I had a crush on that guy. Mateo. He had a poof of curly hair like John Turturro in Barton Fink, and he was gruff and unsmiling like so many 19-year-olds. But if you nudged him right, he could be adorable and silly. I have a picture of him sitting in my apartment wearing my silky Victoria’s Secret bra over his T-shirt and another of him paging through an old Teen Beat magazine with mock excitement.
My off-campus apartment was the party hub that year. The place was named the Casbah, so we were almost contractually obligated to rock it. My drink was Keystone Light. You could buy two six-packs of tall boys for five bucks at the Fiesta Mart—the equivalent of 16 beers for the price of a Wendy’s value meal, which turned Keystone into the unofficial sponsor of our ragers.
That’s what we called our parties: “ragers.” A word associated with anger and weather systems, which is appropriate given the state of our living room the next day. Halogen lamp kicked over, beer bottle floating in the fish tank. What the hell raged through here last night? Oh, yes. It was us. We raged.
It was during one of these ragers at my apartment that Mateo and I had sex. At the time, we were in a play together, and we would sit in the dressing room before and during the show, knees brushing thighs. The flirtation had been building for weeks, but I needed some inciting incident. A match thrown on our diesel fuel. We were outside on the walkway of my crumbling cinderblock complex. I was chain-smoking, one cigarette lit on the tail end of another. And I said to him, with the confidence of six beers, “I bet you won’t kiss me right now.”
He was leaning against the wall. His forehead rippled as he looked up, all squint and slouch. He looked at the parking lot, at the dozens of people around us. He looked everywhere but at me. Then he said, “I don’t think you’re going to win that bet.”
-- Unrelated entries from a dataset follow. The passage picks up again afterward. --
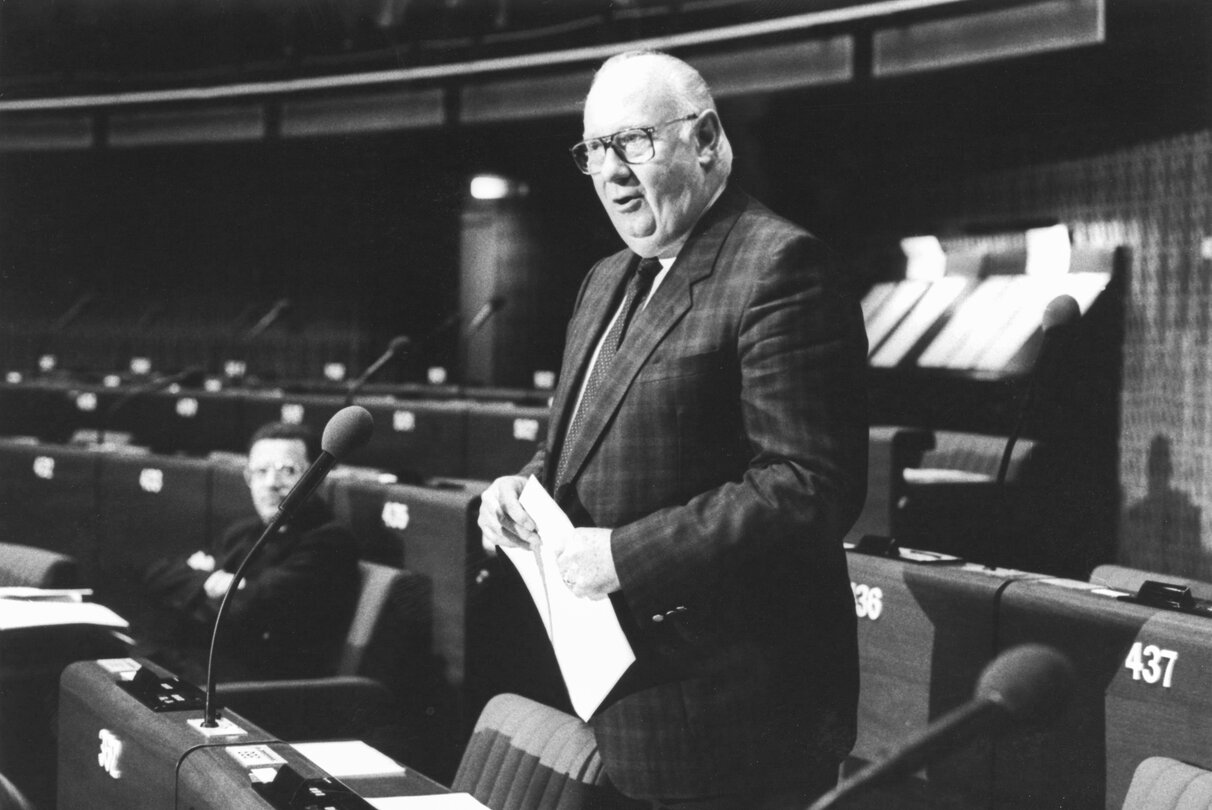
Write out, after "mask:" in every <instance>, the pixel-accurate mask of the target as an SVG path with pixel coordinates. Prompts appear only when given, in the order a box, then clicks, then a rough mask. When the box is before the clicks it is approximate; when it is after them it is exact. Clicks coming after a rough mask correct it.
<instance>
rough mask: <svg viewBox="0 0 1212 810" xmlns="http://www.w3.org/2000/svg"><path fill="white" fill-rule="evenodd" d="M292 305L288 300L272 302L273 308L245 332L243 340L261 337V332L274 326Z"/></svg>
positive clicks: (290, 307)
mask: <svg viewBox="0 0 1212 810" xmlns="http://www.w3.org/2000/svg"><path fill="white" fill-rule="evenodd" d="M292 306H293V304H292V303H291V300H290V298H279V300H278V301H276V302H274V306H273V308H271V309H270V310H269V312H267V313H265V314H264V315H262V316H261V320H258V321H257V323H256V324H253V325H252V327H251V329H250V330H248V331H247V332H245V336H244V337H245V340H250V341H251V340H252V338H255V337H258V336H261V333H262V332H264V331H265V330H267V329H269V327H270V326H273V325H274V324H276V323H278V321H279V319H281V316H282V315H284V314H286V312H287V310H290V308H291V307H292Z"/></svg>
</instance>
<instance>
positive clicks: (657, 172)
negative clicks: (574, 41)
mask: <svg viewBox="0 0 1212 810" xmlns="http://www.w3.org/2000/svg"><path fill="white" fill-rule="evenodd" d="M696 112H701V110H692V109H685V104H681V105H680V104H679V103H678V99H676V98H675V97H674V95H673V92H671V91H670V90H669V89H668V87H667V86H665V82H664V81H662V80H661V78H659V76H658V75H656V74H654V72H653V70H652V68H651V65H650V64H648V63H646V61H644V59H642V58H638V59H635V61H634V63H631V62H628V63H623V64H621V65H618V67H617V68H616V69H613V70H611V72H608V73H606V74H604V75H602V76H600V78H599V79H598V82H596V84H595V85H594V86H593V89H591V90H590V91H589V96H588V98H587V99H585V114H584V135H583V137H584V138H594V137H605V136H607V135H612V133H614V132H618V131H619V130H624V129H628V127H646V126H654V125H658V124H664V122H665V121H670V120H673V119H676V118H680V116H682V115H687V114H688V113H696ZM652 139H653V146H654V149H656V154H654V155H653V158H652V160H650V161H647V162H644V164H635V165H629V164H625V162H623V160H621V159H619V156H618V155H617V154H614V152H613V150H612V149H607V150H606V160H605V162H604V164H602V167H601V171H599V172H598V173H595V175H590V176H589V177H590V179H591V181H593V183H594V190H596V192H598V199H599V200H601V204H602V207H605V209H606V213H607V215H610V218H611V223H612V224H613V226H614V229H616V230H617V232H618V235H619V236H622V238H623V241H624V243H627V246H628V247H630V249H631V250H633V251H635V252H636V253H639V255H640V256H645V257H652V256H663V255H664V256H673V255H674V253H675V252H676V251H678V250H679V249H680V247H681V244H682V241H685V238H686V235H687V234H688V233H690V229H691V228H692V227H693V226H694V222H696V221H697V219H698V215H699V213H701V212H702V211H703V207H704V206H705V205H707V201H708V196H709V192H708V183H707V177H705V175H704V171H703V167H702V165H701V164H699V159H698V154H697V152H696V141H694V137H693V124H692V122H691V121H680V122H675V124H668V125H665V126H658V127H657V130H656V131H654V132H653V133H652Z"/></svg>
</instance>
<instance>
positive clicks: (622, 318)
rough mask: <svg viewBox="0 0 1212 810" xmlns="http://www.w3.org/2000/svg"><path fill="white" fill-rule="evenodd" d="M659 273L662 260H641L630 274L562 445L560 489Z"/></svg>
mask: <svg viewBox="0 0 1212 810" xmlns="http://www.w3.org/2000/svg"><path fill="white" fill-rule="evenodd" d="M659 272H661V259H658V258H644V259H640V264H639V267H636V268H635V273H634V274H633V275H631V281H630V284H628V285H627V296H625V297H624V298H623V306H622V307H621V308H619V313H618V318H616V319H614V323H613V324H611V326H610V331H607V332H606V337H604V338H602V344H601V348H600V349H599V350H598V360H596V361H595V363H594V367H593V369H591V370H590V371H589V380H588V381H587V382H585V392H584V394H582V397H581V406H579V407H577V412H576V413H573V415H572V422H570V423H568V429H567V430H565V432H564V443H562V444H561V445H560V463H559V464H558V466H556V468H555V485H556V487H558V489H559V486H560V485H561V484H564V483H565V480H564V477H565V474H566V473H567V468H568V455H570V454H571V451H572V445H574V444H576V441H577V437H578V435H581V429H582V428H583V427H584V423H585V415H587V413H589V411H590V410H591V409H593V404H594V401H595V400H596V399H598V394H599V393H601V388H602V384H604V383H605V382H606V376H607V375H608V373H610V367H611V365H612V364H613V361H614V355H616V354H618V347H619V346H622V344H623V338H624V337H625V335H627V327H628V325H629V324H630V321H631V319H633V318H635V312H636V310H638V309H639V308H640V304H641V303H642V302H644V300H645V298H646V297H647V295H648V290H651V289H652V279H654V278H656V276H657V273H659Z"/></svg>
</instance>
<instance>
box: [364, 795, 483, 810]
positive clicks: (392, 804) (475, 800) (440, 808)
mask: <svg viewBox="0 0 1212 810" xmlns="http://www.w3.org/2000/svg"><path fill="white" fill-rule="evenodd" d="M366 800H367V802H370V803H371V806H372V808H376V809H377V810H488V806H487V805H486V804H481V803H480V802H478V800H476V798H475V797H474V795H471V794H470V793H435V794H434V795H393V797H384V798H381V799H366Z"/></svg>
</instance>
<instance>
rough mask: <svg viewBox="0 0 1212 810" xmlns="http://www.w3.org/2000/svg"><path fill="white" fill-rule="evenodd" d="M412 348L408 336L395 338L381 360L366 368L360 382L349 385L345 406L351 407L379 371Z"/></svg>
mask: <svg viewBox="0 0 1212 810" xmlns="http://www.w3.org/2000/svg"><path fill="white" fill-rule="evenodd" d="M410 346H412V341H411V340H408V338H407V337H406V336H404V335H396V336H395V337H393V338H391V342H390V343H388V344H387V350H385V352H384V353H383V354H382V355H379V359H378V360H376V361H375V363H372V364H370V365H368V366H367V367H366V371H364V372H362V373H361V376H359V377H358V380H355V381H354V382H351V383H350V384H349V389H348V390H347V392H345V405H349V404H350V403H353V401H354V397H355V395H356V394H358V392H359V390H361V389H362V386H365V384H366V382H367V381H368V380H370V378H371V377H373V376H375V375H376V373H378V370H379V369H382V367H383V366H384V365H387V363H388V361H389V360H390V359H391V358H394V356H395V355H398V354H400V353H401V352H404V350H405V349H406V348H408V347H410Z"/></svg>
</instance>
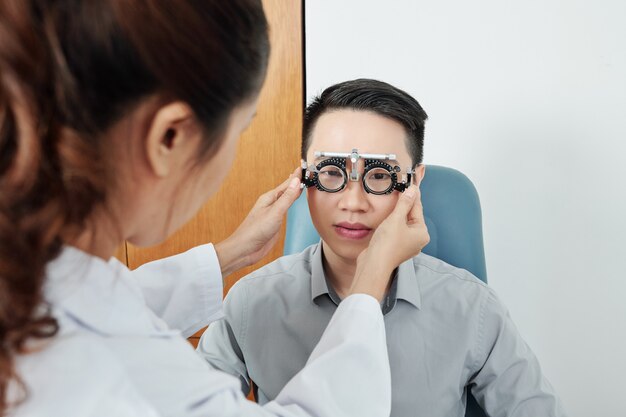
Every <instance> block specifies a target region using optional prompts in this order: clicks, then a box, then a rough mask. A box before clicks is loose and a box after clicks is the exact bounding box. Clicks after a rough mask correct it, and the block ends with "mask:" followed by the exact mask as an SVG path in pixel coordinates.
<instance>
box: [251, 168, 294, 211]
mask: <svg viewBox="0 0 626 417" xmlns="http://www.w3.org/2000/svg"><path fill="white" fill-rule="evenodd" d="M292 175H293V174H291V175H289V178H287V179H286V180H285V181H283V182H282V183H281V184H280V185H279V186H278V187H276V188H274V189H273V190H269V191H268V192H266V193H263V194H261V196H260V197H259V198H258V199H257V202H256V204H255V205H254V206H255V207H268V206H271V205H272V204H274V202H276V200H278V199H279V198H280V196H281V195H282V194H283V192H285V190H286V189H287V187H289V182H290V181H291V179H292V178H293V176H292Z"/></svg>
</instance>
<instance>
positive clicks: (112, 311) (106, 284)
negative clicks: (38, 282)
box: [44, 246, 177, 336]
mask: <svg viewBox="0 0 626 417" xmlns="http://www.w3.org/2000/svg"><path fill="white" fill-rule="evenodd" d="M44 291H45V297H46V300H47V301H48V302H49V303H50V304H51V306H52V308H53V309H54V310H55V311H56V314H57V315H58V316H59V318H61V320H63V319H66V318H67V319H70V320H71V321H72V322H74V323H75V324H77V325H78V326H79V327H83V328H87V329H89V330H91V331H94V332H96V333H100V334H104V335H135V336H136V335H149V336H168V335H170V334H173V333H177V332H176V331H172V330H170V329H168V327H167V325H166V324H165V322H163V321H162V320H161V319H159V318H158V317H156V316H155V315H154V314H153V313H152V311H151V310H149V309H148V307H147V306H146V303H145V300H144V298H143V294H142V292H141V288H140V287H139V285H138V283H137V282H136V281H135V280H134V279H133V277H132V276H131V273H130V270H128V268H126V266H125V265H123V264H122V263H120V262H119V261H118V260H117V259H115V258H111V260H109V261H108V262H107V261H105V260H103V259H101V258H98V257H95V256H92V255H89V254H87V253H85V252H82V251H80V250H78V249H76V248H73V247H69V246H66V247H64V248H63V250H62V252H61V254H60V255H59V256H58V257H57V258H56V259H55V260H53V261H52V262H50V263H49V264H48V266H47V268H46V285H45V290H44Z"/></svg>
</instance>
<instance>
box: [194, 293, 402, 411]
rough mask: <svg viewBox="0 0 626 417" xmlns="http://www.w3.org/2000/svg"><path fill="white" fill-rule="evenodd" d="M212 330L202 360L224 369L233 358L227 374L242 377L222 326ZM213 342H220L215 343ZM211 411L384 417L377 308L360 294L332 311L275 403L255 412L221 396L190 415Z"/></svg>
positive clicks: (240, 372)
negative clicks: (292, 377) (236, 374)
mask: <svg viewBox="0 0 626 417" xmlns="http://www.w3.org/2000/svg"><path fill="white" fill-rule="evenodd" d="M227 316H228V314H227ZM219 323H224V324H219ZM215 324H217V325H218V326H217V327H216V328H214V329H215V330H210V331H208V332H207V333H205V335H203V339H204V342H205V344H204V345H203V346H204V347H201V348H200V350H201V352H202V353H203V355H204V356H205V358H206V352H207V351H210V352H212V353H211V355H214V354H215V352H218V353H221V354H224V356H223V357H219V358H218V359H215V357H214V358H213V363H214V364H216V363H217V364H220V365H223V364H224V363H225V360H226V358H234V362H233V364H231V365H230V366H231V368H230V369H231V372H232V373H235V374H239V375H240V376H242V375H244V374H245V364H244V363H243V361H242V360H241V359H240V358H239V357H238V355H237V353H236V352H235V350H236V347H235V346H233V345H229V341H230V340H231V339H230V338H229V337H228V334H227V333H228V328H227V327H226V324H225V322H218V323H215ZM213 326H214V325H211V326H210V327H209V329H211V328H212V327H213ZM224 332H226V334H225V333H224ZM218 336H219V339H220V341H219V342H216V340H217V339H218ZM214 339H215V340H214ZM246 376H247V375H246ZM216 409H219V410H220V411H221V414H222V415H229V416H230V415H232V416H280V417H323V416H333V417H353V416H359V417H387V416H389V414H390V412H391V375H390V370H389V359H388V354H387V344H386V337H385V326H384V321H383V316H382V313H381V310H380V305H379V304H378V302H377V301H376V300H375V299H374V298H373V297H370V296H368V295H364V294H355V295H351V296H349V297H347V298H346V299H345V300H343V301H342V303H341V304H340V305H339V307H338V308H337V310H336V312H335V314H334V315H333V317H332V319H331V321H330V323H329V324H328V327H327V328H326V330H325V331H324V334H323V335H322V338H321V339H320V341H319V343H318V344H317V346H316V347H315V349H314V350H313V352H312V353H311V356H310V358H309V360H308V361H307V364H306V366H305V367H304V368H303V369H302V370H301V371H300V372H299V373H298V374H296V375H295V376H294V377H293V378H292V379H291V380H290V381H289V382H288V383H287V385H286V386H285V387H284V388H283V390H282V391H281V392H280V393H279V394H278V396H277V397H276V399H275V400H273V401H271V402H269V403H267V404H265V405H263V406H259V405H258V404H256V403H252V402H249V401H246V399H245V397H244V396H243V393H241V392H234V391H224V392H221V393H220V394H219V395H217V396H213V397H211V398H210V399H207V401H206V402H203V403H202V404H199V408H198V409H195V410H194V413H193V415H194V416H195V415H197V416H200V415H205V414H203V413H208V412H209V411H210V410H216Z"/></svg>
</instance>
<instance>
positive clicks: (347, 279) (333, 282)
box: [322, 242, 356, 299]
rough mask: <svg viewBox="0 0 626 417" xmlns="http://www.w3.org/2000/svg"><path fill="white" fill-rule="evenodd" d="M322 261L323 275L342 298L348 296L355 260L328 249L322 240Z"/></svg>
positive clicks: (339, 296) (352, 279) (351, 283)
mask: <svg viewBox="0 0 626 417" xmlns="http://www.w3.org/2000/svg"><path fill="white" fill-rule="evenodd" d="M322 250H323V252H322V263H323V265H324V275H325V276H326V279H327V281H328V282H329V283H330V285H332V286H333V289H334V290H335V292H336V293H337V295H338V296H339V298H341V299H344V298H346V297H347V296H348V292H349V290H350V286H351V285H352V280H353V279H354V273H355V272H356V260H351V259H346V258H342V257H341V256H339V255H337V254H336V253H335V252H334V251H332V250H329V249H328V246H327V245H326V243H324V242H322Z"/></svg>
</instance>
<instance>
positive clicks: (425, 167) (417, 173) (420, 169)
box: [413, 164, 426, 186]
mask: <svg viewBox="0 0 626 417" xmlns="http://www.w3.org/2000/svg"><path fill="white" fill-rule="evenodd" d="M413 171H415V176H414V177H413V178H414V180H413V183H415V184H416V185H417V186H419V185H420V184H421V183H422V180H423V179H424V175H426V165H424V164H420V165H416V166H415V168H413Z"/></svg>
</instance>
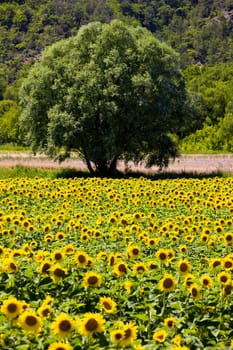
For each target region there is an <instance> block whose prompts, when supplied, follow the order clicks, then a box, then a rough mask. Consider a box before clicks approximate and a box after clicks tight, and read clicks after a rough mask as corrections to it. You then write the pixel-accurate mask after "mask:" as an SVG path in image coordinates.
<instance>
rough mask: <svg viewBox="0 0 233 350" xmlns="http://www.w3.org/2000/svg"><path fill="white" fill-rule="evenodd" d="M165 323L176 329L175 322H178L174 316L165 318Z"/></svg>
mask: <svg viewBox="0 0 233 350" xmlns="http://www.w3.org/2000/svg"><path fill="white" fill-rule="evenodd" d="M164 324H165V326H166V327H168V328H169V329H174V327H175V324H176V320H175V318H174V317H167V318H165V320H164Z"/></svg>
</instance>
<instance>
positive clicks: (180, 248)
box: [179, 244, 188, 254]
mask: <svg viewBox="0 0 233 350" xmlns="http://www.w3.org/2000/svg"><path fill="white" fill-rule="evenodd" d="M187 250H188V248H187V246H186V245H185V244H182V245H180V247H179V251H180V252H181V253H183V254H184V253H186V252H187Z"/></svg>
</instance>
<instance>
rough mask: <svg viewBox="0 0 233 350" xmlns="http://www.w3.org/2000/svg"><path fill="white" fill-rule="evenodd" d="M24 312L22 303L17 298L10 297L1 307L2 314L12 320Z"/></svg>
mask: <svg viewBox="0 0 233 350" xmlns="http://www.w3.org/2000/svg"><path fill="white" fill-rule="evenodd" d="M22 311H23V308H22V303H21V302H20V301H18V300H17V299H16V298H15V297H10V298H9V299H7V300H4V302H3V304H2V306H1V312H2V313H3V314H4V315H6V316H7V317H8V318H9V319H11V320H12V319H13V318H15V317H17V316H18V315H19V314H20V313H21V312H22Z"/></svg>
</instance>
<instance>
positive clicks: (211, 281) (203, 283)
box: [200, 275, 213, 289]
mask: <svg viewBox="0 0 233 350" xmlns="http://www.w3.org/2000/svg"><path fill="white" fill-rule="evenodd" d="M200 282H201V285H202V286H203V287H204V288H208V289H210V288H212V287H213V281H212V278H211V277H210V276H209V275H203V276H201V279H200Z"/></svg>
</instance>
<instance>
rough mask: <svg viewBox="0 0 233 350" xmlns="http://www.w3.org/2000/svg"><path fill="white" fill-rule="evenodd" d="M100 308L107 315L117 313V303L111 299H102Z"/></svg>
mask: <svg viewBox="0 0 233 350" xmlns="http://www.w3.org/2000/svg"><path fill="white" fill-rule="evenodd" d="M100 307H101V308H102V309H103V310H104V311H105V312H106V314H112V313H114V312H115V311H116V303H115V301H114V300H112V299H111V298H106V297H101V298H100Z"/></svg>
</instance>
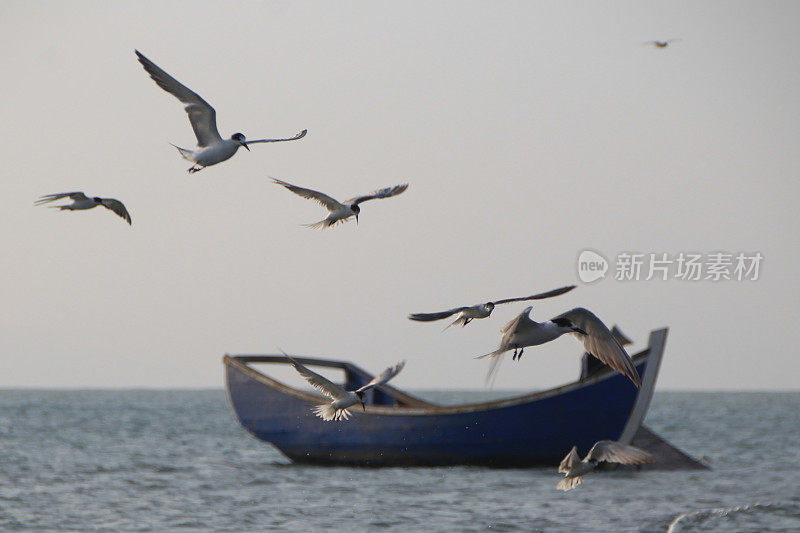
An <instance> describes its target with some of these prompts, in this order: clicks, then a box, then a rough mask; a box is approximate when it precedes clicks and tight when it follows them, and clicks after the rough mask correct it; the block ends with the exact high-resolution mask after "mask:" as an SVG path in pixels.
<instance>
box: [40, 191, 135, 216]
mask: <svg viewBox="0 0 800 533" xmlns="http://www.w3.org/2000/svg"><path fill="white" fill-rule="evenodd" d="M62 198H69V199H70V200H72V203H71V204H67V205H50V206H48V207H52V208H54V209H58V210H60V211H64V210H65V209H66V210H68V211H83V210H85V209H92V208H93V207H97V206H98V205H102V206H103V207H105V208H106V209H110V210H111V211H113V212H115V213H116V214H118V215H119V216H120V217H122V218H123V219H125V221H126V222H127V223H128V224H131V216H130V215H129V214H128V210H127V209H125V204H123V203H122V202H120V201H119V200H117V199H116V198H98V197H97V196H95V197H92V198H89V197H88V196H86V195H85V194H83V193H82V192H79V191H78V192H61V193H58V194H45V195H44V196H41V197H40V198H39V199H38V200H36V205H44V204H46V203H48V202H53V201H55V200H60V199H62Z"/></svg>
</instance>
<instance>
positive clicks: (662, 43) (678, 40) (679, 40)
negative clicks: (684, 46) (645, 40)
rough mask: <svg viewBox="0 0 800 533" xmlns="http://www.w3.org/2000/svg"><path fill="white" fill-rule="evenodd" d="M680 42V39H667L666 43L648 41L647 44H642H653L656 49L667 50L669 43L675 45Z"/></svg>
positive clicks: (652, 44)
mask: <svg viewBox="0 0 800 533" xmlns="http://www.w3.org/2000/svg"><path fill="white" fill-rule="evenodd" d="M678 41H680V39H667V40H666V41H647V42H646V43H642V44H652V45H653V46H655V47H656V48H666V47H667V46H669V43H675V42H678Z"/></svg>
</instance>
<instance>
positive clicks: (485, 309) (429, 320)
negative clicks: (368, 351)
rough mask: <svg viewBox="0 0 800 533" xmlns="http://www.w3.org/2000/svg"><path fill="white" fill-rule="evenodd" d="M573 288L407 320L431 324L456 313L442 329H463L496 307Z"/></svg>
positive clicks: (409, 315)
mask: <svg viewBox="0 0 800 533" xmlns="http://www.w3.org/2000/svg"><path fill="white" fill-rule="evenodd" d="M574 288H575V285H568V286H566V287H561V288H560V289H554V290H552V291H548V292H542V293H539V294H533V295H531V296H523V297H521V298H506V299H505V300H495V301H493V302H486V303H484V304H475V305H472V306H468V307H454V308H453V309H448V310H447V311H439V312H438V313H412V314H410V315H408V318H409V320H416V321H419V322H431V321H433V320H441V319H443V318H447V317H449V316H452V315H454V314H456V313H458V318H456V319H455V321H454V322H452V323H450V324H449V325H448V326H447V327H446V328H444V329H447V328H449V327H450V326H455V325H456V324H461V327H464V326H466V325H467V324H469V323H470V322H471V321H472V320H474V319H476V318H487V317H488V316H489V315H491V314H492V311H493V310H494V308H495V306H497V305H500V304H507V303H511V302H525V301H528V300H541V299H544V298H552V297H553V296H558V295H560V294H564V293H565V292H569V291H571V290H572V289H574Z"/></svg>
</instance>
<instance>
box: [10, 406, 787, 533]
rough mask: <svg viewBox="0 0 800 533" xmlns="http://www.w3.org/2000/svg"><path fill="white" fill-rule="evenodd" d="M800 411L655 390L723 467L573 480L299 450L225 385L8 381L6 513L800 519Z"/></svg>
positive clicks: (491, 470)
mask: <svg viewBox="0 0 800 533" xmlns="http://www.w3.org/2000/svg"><path fill="white" fill-rule="evenodd" d="M482 394H483V395H485V394H486V393H485V392H484V391H480V392H474V393H447V394H438V395H437V394H434V393H430V392H428V393H425V392H423V393H422V395H427V396H438V397H437V398H436V399H440V400H444V401H447V402H448V403H451V402H457V401H459V399H461V400H462V401H465V400H472V399H474V398H475V397H476V396H480V395H482ZM492 394H502V393H500V392H493V393H492ZM798 412H800V394H716V393H714V394H710V393H709V394H700V393H656V396H655V398H654V400H653V403H652V407H651V409H650V413H649V415H648V419H647V423H648V425H650V426H651V427H652V428H653V429H654V430H656V431H657V432H659V433H662V434H663V435H664V436H665V437H667V438H668V439H670V440H671V441H672V442H674V443H675V444H677V445H679V446H681V447H683V448H685V449H686V450H687V451H689V452H690V453H693V454H695V455H698V456H702V457H704V459H705V460H706V461H707V462H708V463H709V464H710V465H711V466H712V467H713V469H714V470H712V471H692V472H654V471H641V472H631V471H627V472H622V471H617V472H608V473H601V474H594V475H588V476H586V478H585V480H584V485H583V486H582V487H580V488H579V489H576V490H573V491H570V492H568V493H562V492H560V491H557V490H556V489H555V485H556V483H557V482H558V480H559V478H560V476H559V475H558V474H557V473H556V470H555V465H554V467H553V468H538V469H498V470H493V469H489V468H478V467H447V468H445V467H440V468H420V467H417V468H382V469H381V468H347V467H334V468H329V467H320V466H306V465H294V464H291V463H290V462H289V461H288V460H287V459H286V458H285V457H284V456H283V455H281V454H280V453H279V452H278V451H277V450H276V449H275V448H273V447H272V446H270V445H268V444H265V443H263V442H260V441H258V440H256V439H254V438H252V437H251V436H250V435H249V434H248V433H246V432H245V431H244V430H242V429H241V428H240V427H239V426H238V425H237V423H236V421H235V418H234V416H233V414H232V413H231V411H230V409H229V407H228V405H227V400H226V396H225V393H224V392H223V391H185V392H171V391H119V392H108V391H85V392H80V391H73V392H66V391H0V529H23V530H46V529H51V530H88V529H110V530H124V531H143V530H173V529H186V530H192V531H195V530H214V531H241V530H264V529H280V530H288V531H309V530H311V531H315V530H322V529H326V530H330V529H333V530H342V529H346V530H352V531H366V530H373V529H381V530H386V531H395V530H396V531H401V530H402V531H406V530H408V529H409V528H411V529H422V530H426V531H453V530H456V531H486V530H490V531H646V532H650V531H659V532H664V531H667V530H669V531H672V532H678V531H712V530H713V531H720V530H723V531H798V530H800V518H798V516H799V515H800V509H799V508H798V506H800V488H798V487H800V474H798V469H797V466H796V465H798V464H800V447H798V445H797V443H798V442H800V427H798V424H797V423H796V416H797V415H796V414H797V413H798ZM346 429H347V428H346V423H343V424H342V430H343V431H346ZM765 450H769V453H765ZM744 495H746V497H743V496H744ZM748 502H758V503H748ZM743 503H744V504H743Z"/></svg>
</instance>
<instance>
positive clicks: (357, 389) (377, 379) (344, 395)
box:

The idea of coming on to men was new. In high school, this would never have occurred to me. I had waited for Miles to kiss me, for months that felt like years. My coquettish signaling: sit next to him in class, play with my hair, cross my legs so they looked thinner. I read the tea leaves of his every gesture. He called me last night. What does it meeaaaan? This was how I understood seduction. Keep inviting the guy closer, but sit still until he pounces.
College flipped that script. The new imperative: If you want a guy, go after him. What’s stopping you? We didn’t use words like “feminism”—a fussy term for earlier generations, like “consciousness-raising” or the ERA—but it was understood that we ran with the boys. Argue with them. Challenge their ideas about sex and Ernest Hemingway, because they’d been holding the megaphone for too long, and we needed to wrest it from their grip. I even wore cologne. Calvin Klein’s Obsession for Men. And slathering my neck in that rich, oaky musk gave me a kinky thrill, like I’d been rubbing up against some low-rent Johnny Depp.
But my lessons in women and power did not extend to the classroom. I was not a hand raiser of any kind. I took a C in my Literature After the Holocaust seminar, because I couldn’t force myself to open my mouth, despite participation being 25 percent of the grade. I ran into the professor on campus one day. She had dreads and a wry smile. I didn’t even know they made professors this cool. We chatted for a bit, and she said, “I don’t get it. Why didn’t you ever talk in class?” And I blushed and said, “I’m shy,” and she said, “Well, you shouldn’t be.”
No, I shouldn’t be. I wasn’t meant to be. And on the balcony of my apartment, I was not. Under cover of night and Keystone tall boys, I was full of righteous fire and brimstone. How I loved the taste of conviction in my mouth.